Jest też Muzeum, którego kolekcja liczy około 700 artefaktów odnalezionych tu przez archeologów. W Muzeum można obejrzeć projekcję filmową dot. twierdzy i odkrytych tu ciekawostek.

Masado, kto Cię raz zobaczył…nigdy Cię nie zapomni!

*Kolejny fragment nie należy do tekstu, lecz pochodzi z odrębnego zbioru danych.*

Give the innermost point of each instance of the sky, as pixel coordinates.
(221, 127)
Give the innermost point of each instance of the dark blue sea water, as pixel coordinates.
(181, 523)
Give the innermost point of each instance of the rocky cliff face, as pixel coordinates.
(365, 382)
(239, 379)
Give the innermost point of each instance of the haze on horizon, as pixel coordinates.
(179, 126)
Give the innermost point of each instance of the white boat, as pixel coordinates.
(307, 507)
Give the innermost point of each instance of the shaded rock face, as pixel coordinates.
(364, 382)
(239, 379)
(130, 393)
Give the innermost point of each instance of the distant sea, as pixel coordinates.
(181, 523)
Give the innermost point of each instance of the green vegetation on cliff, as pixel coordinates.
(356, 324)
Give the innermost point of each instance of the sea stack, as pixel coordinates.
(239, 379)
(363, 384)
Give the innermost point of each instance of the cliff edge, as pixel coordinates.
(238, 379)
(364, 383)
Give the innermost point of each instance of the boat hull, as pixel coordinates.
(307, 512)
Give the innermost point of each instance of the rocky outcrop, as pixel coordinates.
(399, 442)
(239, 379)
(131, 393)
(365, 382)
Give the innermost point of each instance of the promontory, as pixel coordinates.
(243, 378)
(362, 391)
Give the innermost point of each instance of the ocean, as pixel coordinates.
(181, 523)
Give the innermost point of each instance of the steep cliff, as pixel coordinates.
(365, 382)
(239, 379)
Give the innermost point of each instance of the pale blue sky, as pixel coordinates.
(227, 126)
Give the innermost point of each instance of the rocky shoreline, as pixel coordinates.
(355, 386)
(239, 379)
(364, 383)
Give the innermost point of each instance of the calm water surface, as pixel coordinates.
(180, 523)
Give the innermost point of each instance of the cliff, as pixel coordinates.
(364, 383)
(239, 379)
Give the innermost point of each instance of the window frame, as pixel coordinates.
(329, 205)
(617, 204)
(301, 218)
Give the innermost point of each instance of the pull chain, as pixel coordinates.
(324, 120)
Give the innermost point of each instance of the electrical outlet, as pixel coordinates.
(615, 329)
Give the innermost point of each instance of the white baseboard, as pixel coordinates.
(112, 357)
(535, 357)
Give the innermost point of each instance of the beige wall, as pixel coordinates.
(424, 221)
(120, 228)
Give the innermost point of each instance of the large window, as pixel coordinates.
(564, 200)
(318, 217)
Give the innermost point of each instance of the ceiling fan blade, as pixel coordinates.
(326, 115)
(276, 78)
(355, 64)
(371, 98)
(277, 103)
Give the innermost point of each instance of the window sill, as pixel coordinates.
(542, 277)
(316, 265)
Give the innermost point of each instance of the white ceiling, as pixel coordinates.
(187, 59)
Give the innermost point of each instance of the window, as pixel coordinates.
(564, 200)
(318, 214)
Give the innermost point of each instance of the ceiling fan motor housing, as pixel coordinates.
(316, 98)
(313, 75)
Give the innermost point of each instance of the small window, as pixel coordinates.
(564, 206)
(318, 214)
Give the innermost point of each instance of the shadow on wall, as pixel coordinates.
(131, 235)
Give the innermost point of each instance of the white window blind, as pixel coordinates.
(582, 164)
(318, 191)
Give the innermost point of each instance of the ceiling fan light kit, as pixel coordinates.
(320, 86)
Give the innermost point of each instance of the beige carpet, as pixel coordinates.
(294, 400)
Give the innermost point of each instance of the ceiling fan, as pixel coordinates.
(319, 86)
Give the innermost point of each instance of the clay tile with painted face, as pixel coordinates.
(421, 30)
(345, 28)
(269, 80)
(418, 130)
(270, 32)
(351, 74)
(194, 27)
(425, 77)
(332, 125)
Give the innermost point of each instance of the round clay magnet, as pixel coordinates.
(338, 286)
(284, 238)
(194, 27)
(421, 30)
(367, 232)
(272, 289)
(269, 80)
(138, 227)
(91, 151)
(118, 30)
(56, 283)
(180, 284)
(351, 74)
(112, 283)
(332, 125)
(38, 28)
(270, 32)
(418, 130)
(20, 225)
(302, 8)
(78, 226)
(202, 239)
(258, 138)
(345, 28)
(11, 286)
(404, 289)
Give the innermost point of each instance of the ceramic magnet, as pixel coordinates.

A przede wszystkim są wspaniałe, przepiękne widoki! Turkusowe Morze Martwe, skrzące się w słońcu kryształki soli, żółte piaski bezkresnej pustyni, wijące się ścieżki spowite mgiełką z unoszącej się w powietrzu parującej wody Morza Martwego – jednym słowem – cudo – cudeńko, które koniecznie trzeba zobaczyć!

Nocą na Masadę!

Ale to nie koniec atrakcji, jakie ma do zaoferowania dumna Masada. Wisienką na pustynnym torcie, jest niewątpliwie nocny pokaz multimedialny światło i dźwięk. Projekcja odbywa się bezpośrednio na płaskowyżu Masady.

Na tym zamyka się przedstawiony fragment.